The show is Cole’s latest foray into assemblage at the Soho Pillar. For this show, the artist has partnered with Yamaha, whose recycling program donates stained instruments that have not passed final inspection. The new acoustic guitars are opened up, split into pieces, and rearranged into body shapes, with all proceeds from sales going to the music department at Arts High School, Cole’s alma mater in Newark.
Known for his large-scale installations made up of water bottles, hair dryers and women’s shoes, Cole once again shows his talent for seeing life everywhere. Two musicians made entirely of split guitar bodies appear to serenade onlookers from a corner of the gallery, but their tune is drowned out by car horns and ambulance sirens outside Broome Street. It is reminiscent of the downtown folk, jazz and blues scenes of the mid-20th century, before luxury shopping took over the neighborhood. Importantly, Cole created both pieces with guitars of two different shades and blended them into each body, giving them common characteristics. It makes me wonder if these instrumentalists, titled “Strummer” and “Picker” (2022), are longtime bandmates or just bonding over a momentary jam session.
In front of them, two rooms constructed with sleek black guitar parts look like busts of human heads, their teeth made of tuning pegs, neck tabs, tailpieces eyes and bridge peg hair . Cole even punches electronic preamps to create ear holes. Given the recent discourse around black representation in sculptural busts, the works subtly illuminate the long record of cultural appropriation by white artists.
“I’m more of a perceptual engineer,” Cole told Hyperallergic in 2013. “I change the way people see everyday objects.” In this same interview, he describes his passion for music, in particular the guitar, noting that his art is an improvisation on the “visual harmonics” of everyday objects. This most triumphantly manifests in a huge mandala made of guitar necks, titled “Dial-a-Tune” (2022) – a reference to ancient answering machines that played music for callers. At the center of its ornate design, a metal hard-bodied banjo alludes to a tough yet reflective core. Despite the title of the exhibit, nickel-wound strings are present in all guitars.
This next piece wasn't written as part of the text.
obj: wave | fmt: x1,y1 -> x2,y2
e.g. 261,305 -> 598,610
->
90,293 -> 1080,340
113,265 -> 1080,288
Time itself is a recycling process for Cole, whose free spirit transcends linearity in his digs into art and music history. He confronts it directly in a more recent piece in a back office of the gallery, entitled “The birth of the blues” (2022). Two shirtless black models gaze down at the ground with black guitars placed above their heads, resembling the wooden yokes imposed on enslaved Africans. Behind their backs, white chains bind their hands, their torsos submerged in white rice. This sublime piece listens to the political ties that still bind aesthetics in the United States and desperately need to be severed.
Willie Cole: no conditions continues at Alexander and Bonin (59 Wooster Street, Second Floor, Soho, Manhattan) through May 27. The exhibition was organized by the gallery.